Bolu ekonomisinde %30lara varan payın sahibi Kanatlı Sektörün çevre kirliliği yaratan atıklarla ilgili birşeyleri mi ima etmeye çalıştı acaba diye düşündüm. Garsonun anlamlı seslenişi kulağımı tırmalamıştı. Bizim insanımızın yedisinden yetmişine olan özelliğiydi, yaşadıklarından konuşmasına bir kulp takar diye düşünürken, birden üniversitede yapılacak seminer aklıma düştü.
03.09.2007 tarihli Bolu Gündem Gazetesinde yazılan bir haberdi bu. Abant İzzet Baysal Üniversitesinde o hafta içinde yapılacak etkinliklerin günü, saati, hangi salonda yapılacağını yazıyordu. Orada, 2000 yılından itibaren bu köşede yazdığım bir konunun, bu işin uzmanları tarafından verilecek çok önemli semineri vardı. Mavi Salonda yapılacak Etlik Piliç Gübrelerinin Kullanım Şekilleri, Değerlendirme Yöntemleri ve Yasal Uygulamalara ait bu semineri adeta belleğime kazımıştım. 06.09.2007 tarihi saat 17.00de fevkalade bir olay olmaz ise, Mavi Salonda olacaktım...
2000 yılında Bolu Tarım İl Müdürlüğünde görevli Ziraat Yüksek Mühendisi Aydın Beyle Köroğlu Televizyonunda bir program yapmıştım. Konumuz, Bolu tarımında ürün çeşitlemesi. Sulama, gübreleme ve topraklarımızın özelliğine aitti. O programda konuğum çok önemli bir konuya işaret ettiğinde aklım karışmıştı. Diyordu ki; Boluda ekonomiye çok büyük katkısı olan, iş istihdamı sağlayan tavuk üreticiliği, önlem alınmazsa büyük bir tehlikeyi de beraberinde getirebilir. Eğer önlem alınmazsa, eğer kümesten çıkan gübre doğrudan tarlaya yayılırsa, eğer kompoze edilmeden kullanılırsa çok yararlı özelliği, telafisi olmayacak sonuçları beraberinde getirebilir. Bu zararlar, çevre kirliliği, toprak verimini düşürmesi ve yeraltı kaynaklarını kirleteceğidir. Çok ciddi korkutucu bir iddia idi.
Bu düşünceyi bir ay sonra Gölköy tesislerinde yapılan İl Danışma Kurulunda sordum. Dönemin İl Müdürü endişe edilecek bir olayın olmadığını, tavuk gübresinin toprak için en güçlü organik gübre olduğunu söyledi.
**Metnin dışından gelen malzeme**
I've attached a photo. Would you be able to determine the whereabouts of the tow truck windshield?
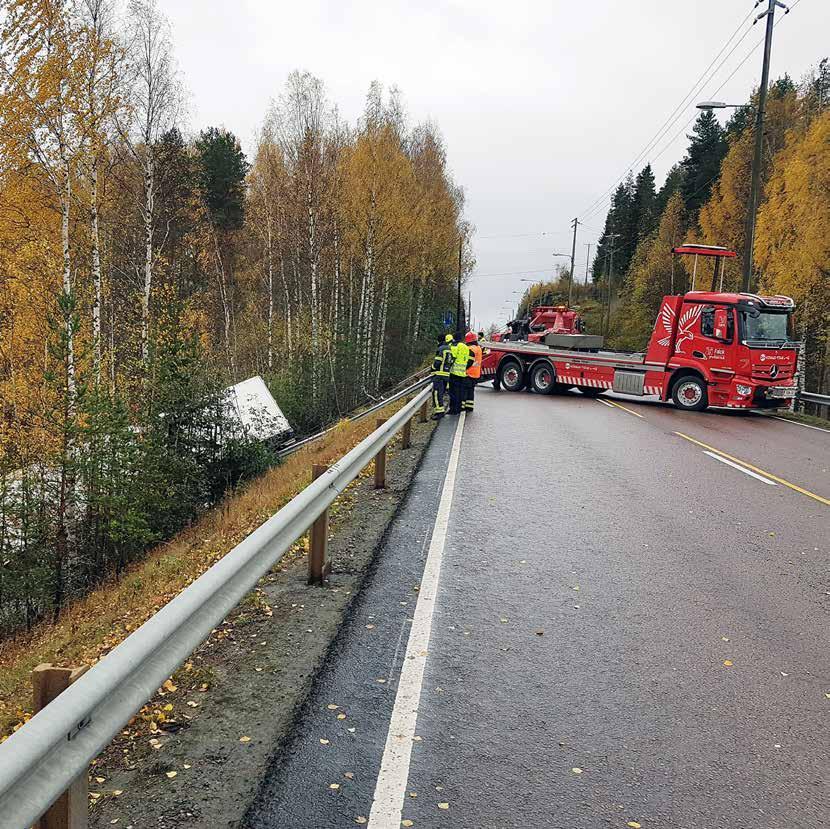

O gün bugündür konu ilgimi çekmiştir. Rahmetli Fuat Öztekinle birlikte Bolu Kalkınma ve Tanıtma Vakfında çalışırken çok yazdık, çizdik ama, ciddi bir önlem alındığını görmedik. Çevre ve turizm konusunda yapılan her toplantıda konu gündeme geldi. Sonuçta; tavuk atıklarının değerlendirilmesi için bu konuda Kanatlı Sektör tarafından Araştırma Geliştirme şirketinin kurulduğu (ARGE), Gübrenin; organik tarımda gübre veya Biyogaz elde edilerek enerji üretiminde kullanılmaya yönelik çalışmaların yapıldığı söylendi.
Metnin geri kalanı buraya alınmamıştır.